Wolves vs caribou and jobs

Mill town fears logging restriction to save caribou will kill the town

It’s a very tough decision for all involved. The provincial government in west coast British Columbia along with environmental groups and First Nations are very concerned about the declining numbers of caribou.

Wolves are being cited as a major impediment to caribou recovery and logging is helping the wolves.

Provincial officials say a wolf cull in the northern B.C interior is needed to reduce threats to the local caribou herd near Chetwynd north of Prince George. Added to that is the suggestion that logging must be curtailed in the area and that could threaten some 500 jobs in the industry town.  Wolf culls themselves are also highly controversial eliciting challenges from animal rights groups.

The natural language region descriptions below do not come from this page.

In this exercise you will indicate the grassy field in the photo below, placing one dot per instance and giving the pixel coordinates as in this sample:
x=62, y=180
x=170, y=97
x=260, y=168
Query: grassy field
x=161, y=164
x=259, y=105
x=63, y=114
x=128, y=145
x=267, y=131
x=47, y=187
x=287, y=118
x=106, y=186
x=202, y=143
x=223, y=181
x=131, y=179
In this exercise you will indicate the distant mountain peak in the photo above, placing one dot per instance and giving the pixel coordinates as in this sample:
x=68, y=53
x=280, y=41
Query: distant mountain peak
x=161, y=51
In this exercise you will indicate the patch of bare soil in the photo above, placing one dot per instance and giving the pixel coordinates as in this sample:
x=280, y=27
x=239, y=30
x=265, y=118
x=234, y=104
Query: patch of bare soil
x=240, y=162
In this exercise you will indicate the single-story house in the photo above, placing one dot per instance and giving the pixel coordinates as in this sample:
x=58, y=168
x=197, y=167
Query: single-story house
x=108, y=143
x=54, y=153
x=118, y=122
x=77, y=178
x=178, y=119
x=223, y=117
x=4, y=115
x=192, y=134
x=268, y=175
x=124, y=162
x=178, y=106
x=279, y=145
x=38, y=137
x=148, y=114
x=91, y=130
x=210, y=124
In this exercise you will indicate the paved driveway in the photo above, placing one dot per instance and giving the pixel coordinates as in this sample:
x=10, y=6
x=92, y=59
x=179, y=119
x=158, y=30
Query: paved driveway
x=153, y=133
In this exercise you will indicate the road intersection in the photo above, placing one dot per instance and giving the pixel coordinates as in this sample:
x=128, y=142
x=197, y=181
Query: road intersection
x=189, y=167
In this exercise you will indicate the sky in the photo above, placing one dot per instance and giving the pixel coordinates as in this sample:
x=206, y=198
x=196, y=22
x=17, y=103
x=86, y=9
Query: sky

Red balloon points to the town of Chetwynd  which depends on two logging mills. Residents fear curtailing logging to save caribou could result in job losses and threaten the future of the town. (Google)

In fact, due to the cost and complexity of a wolf cull, a limit to logging seems to be the preferred option.

When logging thins out an area moose can move in, and as a preferred prey, wolves follow, with movement also made easier along logging roads. Caribou are smaller than moose, and less able to defend themselves, and also not as fast as deer so less able to escape.

According to experts, logging and access roads open up the boreal forest to moose and wolves which follow them but attack caribou as easier prey. (Joanne Stassen-CBC)

Last week the province organised a town meeting on the subject during which many expressed grave concerns that a limit on logging would shut down one or both of the mills in town, with a loss of hundreds of jobs. One person suggested that if that happened, the town itself would die.

At least one study shows waiting for forests to recover from resource development takes too long and killing wolves and moose is an effective way to improve survivability of caribou herds.

An ongoing wolf cull has been taking place since 2015 with 476 animals killed. A provincial caribou researcher said up to 100 wolves must be killed every year.

The province said no decision will be taken until all sides are heard from. Consultations will continue until May 3.